My house has large glass windows. The temporary solution (nothing more permanent than a temporary soultion) to the frequent dead birds was to stick little pieces of bright green masking tape on the window.
I wonder how subtle the lines could be, and still work? Could a stripey near-invisible 'shadow line' be silkscreened on the glass before its installed?
There was a particularly invisible glass wall in a parking lot near me. I guess enough people walked into it that they did the low-tech human version of this by sellotaping a piece of paper onto it that simply said “window”... I can’t imagine birds understanding that, but it was hilarious to see.
It's interesting how one community sees the rainbow lorikeet as an invasive pest that needs to be eliminated and another community is carefully redesigning buildings to save the poor rainbow lorikeets.
All native wildlife in Australia is protected -- cute cuddly and deadly poisonous animals equally.
Lizards, spiders and insects found in a home are often caught and released outside in the garden rather than killed (especially the huge huntsman spiders we get here which are harmless to humans). I'll even catch and release cockroaches rather than kill them.
> carefully redesigning buildings to save the poor rainbow lorikeets.
I would guess that even if they aren't an an endangered species, dealing with dead and injured birds daily is a nuisance.
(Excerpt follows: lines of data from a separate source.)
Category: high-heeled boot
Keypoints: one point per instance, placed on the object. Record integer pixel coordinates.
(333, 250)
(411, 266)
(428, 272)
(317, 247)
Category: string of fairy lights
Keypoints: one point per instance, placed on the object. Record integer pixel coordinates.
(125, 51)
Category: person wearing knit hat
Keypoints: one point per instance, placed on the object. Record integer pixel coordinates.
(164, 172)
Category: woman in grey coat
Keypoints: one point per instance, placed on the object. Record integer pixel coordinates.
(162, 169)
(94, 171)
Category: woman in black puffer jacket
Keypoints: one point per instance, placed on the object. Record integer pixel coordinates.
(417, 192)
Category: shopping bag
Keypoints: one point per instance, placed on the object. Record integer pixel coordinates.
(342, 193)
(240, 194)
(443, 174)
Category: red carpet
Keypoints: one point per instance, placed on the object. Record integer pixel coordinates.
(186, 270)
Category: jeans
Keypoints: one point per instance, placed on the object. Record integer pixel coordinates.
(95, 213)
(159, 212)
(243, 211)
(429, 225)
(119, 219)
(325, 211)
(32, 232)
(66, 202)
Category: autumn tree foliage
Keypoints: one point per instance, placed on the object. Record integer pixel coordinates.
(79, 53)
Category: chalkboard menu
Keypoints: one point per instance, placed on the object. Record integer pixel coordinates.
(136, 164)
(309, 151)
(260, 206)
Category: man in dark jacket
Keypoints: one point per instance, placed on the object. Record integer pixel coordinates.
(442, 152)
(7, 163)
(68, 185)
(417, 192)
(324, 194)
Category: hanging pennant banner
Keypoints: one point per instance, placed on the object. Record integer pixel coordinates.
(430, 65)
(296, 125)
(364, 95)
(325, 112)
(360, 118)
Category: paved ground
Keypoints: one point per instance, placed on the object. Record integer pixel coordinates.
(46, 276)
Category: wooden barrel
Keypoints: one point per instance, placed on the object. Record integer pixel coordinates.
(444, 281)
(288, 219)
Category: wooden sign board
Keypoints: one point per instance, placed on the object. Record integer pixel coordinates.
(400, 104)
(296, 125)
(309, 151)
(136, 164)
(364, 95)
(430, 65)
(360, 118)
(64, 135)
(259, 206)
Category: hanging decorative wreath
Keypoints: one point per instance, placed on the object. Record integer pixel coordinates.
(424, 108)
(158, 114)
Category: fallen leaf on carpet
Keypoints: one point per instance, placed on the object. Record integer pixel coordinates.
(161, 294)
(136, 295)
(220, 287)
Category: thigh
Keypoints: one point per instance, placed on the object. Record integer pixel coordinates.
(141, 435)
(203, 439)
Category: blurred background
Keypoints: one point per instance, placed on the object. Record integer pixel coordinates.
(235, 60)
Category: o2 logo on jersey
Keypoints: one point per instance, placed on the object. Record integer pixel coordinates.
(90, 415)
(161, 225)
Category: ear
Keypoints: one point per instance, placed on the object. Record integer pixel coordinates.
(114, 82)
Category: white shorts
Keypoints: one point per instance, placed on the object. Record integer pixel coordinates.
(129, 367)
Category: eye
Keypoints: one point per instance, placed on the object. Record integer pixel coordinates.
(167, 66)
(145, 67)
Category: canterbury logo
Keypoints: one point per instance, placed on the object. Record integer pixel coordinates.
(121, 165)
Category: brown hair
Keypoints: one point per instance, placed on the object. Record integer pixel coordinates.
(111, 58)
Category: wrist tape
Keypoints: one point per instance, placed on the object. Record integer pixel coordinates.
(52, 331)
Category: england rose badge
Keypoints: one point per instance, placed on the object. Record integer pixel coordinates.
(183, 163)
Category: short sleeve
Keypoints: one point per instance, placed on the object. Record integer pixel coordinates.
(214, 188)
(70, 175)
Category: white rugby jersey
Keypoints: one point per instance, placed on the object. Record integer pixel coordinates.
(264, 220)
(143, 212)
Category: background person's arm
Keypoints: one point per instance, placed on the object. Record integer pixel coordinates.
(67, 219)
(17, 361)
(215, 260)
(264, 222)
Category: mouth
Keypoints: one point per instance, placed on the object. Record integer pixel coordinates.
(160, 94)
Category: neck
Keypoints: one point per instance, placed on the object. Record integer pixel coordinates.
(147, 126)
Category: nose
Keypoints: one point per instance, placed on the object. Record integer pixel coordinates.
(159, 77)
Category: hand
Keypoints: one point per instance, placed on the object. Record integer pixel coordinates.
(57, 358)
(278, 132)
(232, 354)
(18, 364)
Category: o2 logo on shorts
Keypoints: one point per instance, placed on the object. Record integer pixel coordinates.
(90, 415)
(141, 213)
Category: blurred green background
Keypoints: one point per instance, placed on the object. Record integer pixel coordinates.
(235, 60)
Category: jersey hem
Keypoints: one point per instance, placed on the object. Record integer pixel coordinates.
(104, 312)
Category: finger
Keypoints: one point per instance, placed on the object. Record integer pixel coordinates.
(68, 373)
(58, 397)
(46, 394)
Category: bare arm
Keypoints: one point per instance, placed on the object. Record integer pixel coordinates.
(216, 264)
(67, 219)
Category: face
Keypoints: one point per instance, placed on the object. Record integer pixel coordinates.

Simple measures like this, less nuisance in the long run.
I've seen a church in Kerala, India use plastic chain curtains over their doors to prevent birds flying inside. Seems they are commonly used for this purpose.
Saving you a click: because "Zen" is a marketing term meaning "calm or peaceful". Birds not slamming into glass is considered to be peaceful. Not be confused with the "Zen" of Zen Buddhism, where it doesn't mean that at all.
It does fit with the Zen Koan sort of if described - what sort of curtains are on the outside of a window and don't block light or noise? Not quite "What is the sound of one hand clapping." meditative question but it is getting there in surface weirdness.
A Midwest bank was remodeling their in-supermarket branches with glass walls. It looked really spiffy and let in a lot more light. Then a few weeks later they had decals up on some of the glass panels and they were frosting others and I asked a teller why they changed.
It turns out that many people were slamming into the glass walls, usually when turning a corner quickly, (my guess: while staring at their phones!) and hurting themselves, so the bank decided it was better to get ahead of the inevitable lawsuit and make the clear glass more visible.
How we've managed to survive this long as a species is beyond me.